My reaction to a troll being elected to the highest level of office was visceral alarm and disgust. I listened to people smarter than I am articulate what happened and what likely outcomes we could expect.
I waited for others to see the horror that many of us saw, but for two years I waited in vain.
Moving the needle therefore is about persuading people who are diametrically opposed to what we value. Most people, even the brightest of us cannot do this. Most smart people can find an audience of the like-minded, the Kool-Aid drinkers who already exist in our chosen bubble sealed with our cognitive biases and virtue signaling.
But it is the rare person who punctures the bubble of the opposition and makes a persuasive case that the people in that opposing bubble are intellectually and morally wrong in a deep fundamental way that makes them so uncomfortable they feel compelled to get out of their bubble and start their lives over from scratch.

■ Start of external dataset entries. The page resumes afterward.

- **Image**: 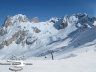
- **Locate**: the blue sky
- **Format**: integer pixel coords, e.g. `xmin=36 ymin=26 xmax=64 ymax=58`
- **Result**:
xmin=0 ymin=0 xmax=96 ymax=24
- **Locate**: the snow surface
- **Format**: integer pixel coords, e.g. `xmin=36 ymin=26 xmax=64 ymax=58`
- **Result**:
xmin=0 ymin=50 xmax=96 ymax=72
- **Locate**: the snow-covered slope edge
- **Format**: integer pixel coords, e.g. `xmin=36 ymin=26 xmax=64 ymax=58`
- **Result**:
xmin=0 ymin=13 xmax=96 ymax=60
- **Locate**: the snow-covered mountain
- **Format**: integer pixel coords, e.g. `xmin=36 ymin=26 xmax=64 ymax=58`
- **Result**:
xmin=0 ymin=13 xmax=96 ymax=59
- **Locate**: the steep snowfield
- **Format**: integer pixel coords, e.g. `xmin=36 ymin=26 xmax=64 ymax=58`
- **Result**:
xmin=0 ymin=13 xmax=96 ymax=60
xmin=0 ymin=49 xmax=96 ymax=72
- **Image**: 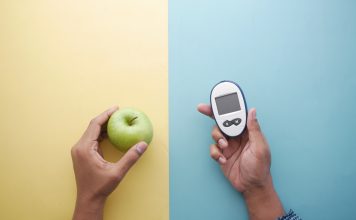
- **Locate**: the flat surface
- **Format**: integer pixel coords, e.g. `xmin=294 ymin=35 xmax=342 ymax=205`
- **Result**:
xmin=0 ymin=0 xmax=168 ymax=220
xmin=169 ymin=0 xmax=356 ymax=220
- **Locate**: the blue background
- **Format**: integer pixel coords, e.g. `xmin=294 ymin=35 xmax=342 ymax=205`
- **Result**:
xmin=169 ymin=0 xmax=356 ymax=220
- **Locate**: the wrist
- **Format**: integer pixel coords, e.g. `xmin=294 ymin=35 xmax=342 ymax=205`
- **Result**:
xmin=73 ymin=195 xmax=106 ymax=220
xmin=243 ymin=176 xmax=285 ymax=219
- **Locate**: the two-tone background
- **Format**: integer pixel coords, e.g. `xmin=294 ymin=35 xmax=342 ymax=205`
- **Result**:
xmin=0 ymin=0 xmax=356 ymax=220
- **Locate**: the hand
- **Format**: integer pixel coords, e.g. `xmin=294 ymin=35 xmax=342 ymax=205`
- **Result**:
xmin=71 ymin=107 xmax=147 ymax=220
xmin=198 ymin=104 xmax=284 ymax=219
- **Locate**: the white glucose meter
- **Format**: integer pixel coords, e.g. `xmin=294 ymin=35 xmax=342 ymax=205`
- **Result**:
xmin=210 ymin=81 xmax=247 ymax=137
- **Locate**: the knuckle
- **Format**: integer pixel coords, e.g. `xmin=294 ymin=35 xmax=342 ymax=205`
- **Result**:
xmin=89 ymin=118 xmax=97 ymax=125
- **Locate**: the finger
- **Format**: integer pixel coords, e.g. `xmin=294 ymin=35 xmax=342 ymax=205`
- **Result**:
xmin=247 ymin=108 xmax=264 ymax=142
xmin=210 ymin=144 xmax=226 ymax=165
xmin=211 ymin=125 xmax=228 ymax=148
xmin=82 ymin=106 xmax=118 ymax=141
xmin=197 ymin=103 xmax=214 ymax=118
xmin=115 ymin=141 xmax=148 ymax=179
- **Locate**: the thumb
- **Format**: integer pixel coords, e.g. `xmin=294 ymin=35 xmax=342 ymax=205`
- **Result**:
xmin=115 ymin=141 xmax=148 ymax=179
xmin=247 ymin=108 xmax=264 ymax=142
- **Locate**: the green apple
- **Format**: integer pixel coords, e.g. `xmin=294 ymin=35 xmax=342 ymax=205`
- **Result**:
xmin=107 ymin=108 xmax=153 ymax=152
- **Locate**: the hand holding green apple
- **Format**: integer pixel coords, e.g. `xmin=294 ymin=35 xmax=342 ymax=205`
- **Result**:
xmin=107 ymin=108 xmax=153 ymax=152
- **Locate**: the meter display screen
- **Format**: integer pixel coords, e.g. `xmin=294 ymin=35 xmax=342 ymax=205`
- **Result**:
xmin=215 ymin=92 xmax=241 ymax=115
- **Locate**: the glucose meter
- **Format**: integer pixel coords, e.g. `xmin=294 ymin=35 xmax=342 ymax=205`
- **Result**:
xmin=210 ymin=81 xmax=247 ymax=137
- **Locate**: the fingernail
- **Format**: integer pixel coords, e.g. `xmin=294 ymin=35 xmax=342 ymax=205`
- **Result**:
xmin=219 ymin=157 xmax=226 ymax=164
xmin=218 ymin=138 xmax=227 ymax=148
xmin=136 ymin=142 xmax=148 ymax=155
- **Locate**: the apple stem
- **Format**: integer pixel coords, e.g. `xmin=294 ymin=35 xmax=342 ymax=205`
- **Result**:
xmin=129 ymin=117 xmax=137 ymax=125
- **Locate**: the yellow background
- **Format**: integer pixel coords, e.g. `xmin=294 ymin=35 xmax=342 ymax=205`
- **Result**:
xmin=0 ymin=0 xmax=169 ymax=220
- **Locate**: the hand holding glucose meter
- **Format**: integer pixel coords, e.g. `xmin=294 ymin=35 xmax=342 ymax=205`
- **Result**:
xmin=210 ymin=81 xmax=247 ymax=137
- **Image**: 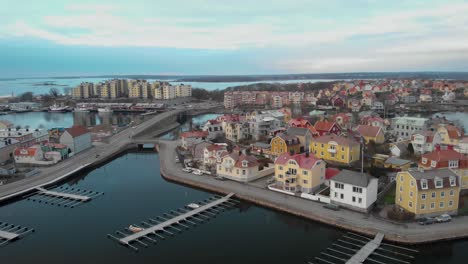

Self-interest bordering on the pathological condition of narcissism seems to be the main reason it so impossible to persuade people. A salient example is the aftermath of the Civil War. The Southern whites had to give up slavery, which by all accounts was a moral abomination, but those whites were not focused on the depth of their sins. Rather, they were focused on their wounded self-esteem, which compelled them to rewrite the historical narrative so that the Civil War was about state rights and Northern aggression. The cruelty of slavery was replaced with the Lost Cause narrative, which says whites were engaged in a noble quest to rule over other races, but their quest was crushed by a corrupt world.
This narrative informed by narcissism allows champions of Jim Crow and segregation to be erected into venerated statues. Public schools and street signs are named after these same figures. Championing racism, the Confederate flag is brandished atop people’s homes. There is no shame in the history of slavery, only pride and unrepentance. Rather than see slavery for the evil that it is, the narrative is about “family honor,” which is code for narcissism.
We see this same narcissism in the election of a racist troll to the presidency. This racist troll locks up children in cages where the children, separated from their parents, are mired in filth. The troll and his followers feel no shame for this human rights violation. To the contrary, they are proud that their policy “makes America great again.”
In the face of such evil and human degradation, we can see that narcissism is an effective repellent to moving the needle.
Narcissism of course isn’t only a repellent in moving the needle in the realm of politics and civil rights. Narcissism repels personal change. So many of our attempts at self-improvement are not really self-improvement at all, but manifestations of narcissism. Fame, a book deal, a high profile on TV, being deemed important, feeling relevant--all these desires stem from a broken insecure self. Ironically enough, when we stop trying to move the needle in the realms for wealth and fame is when we’ve actually moved the needle.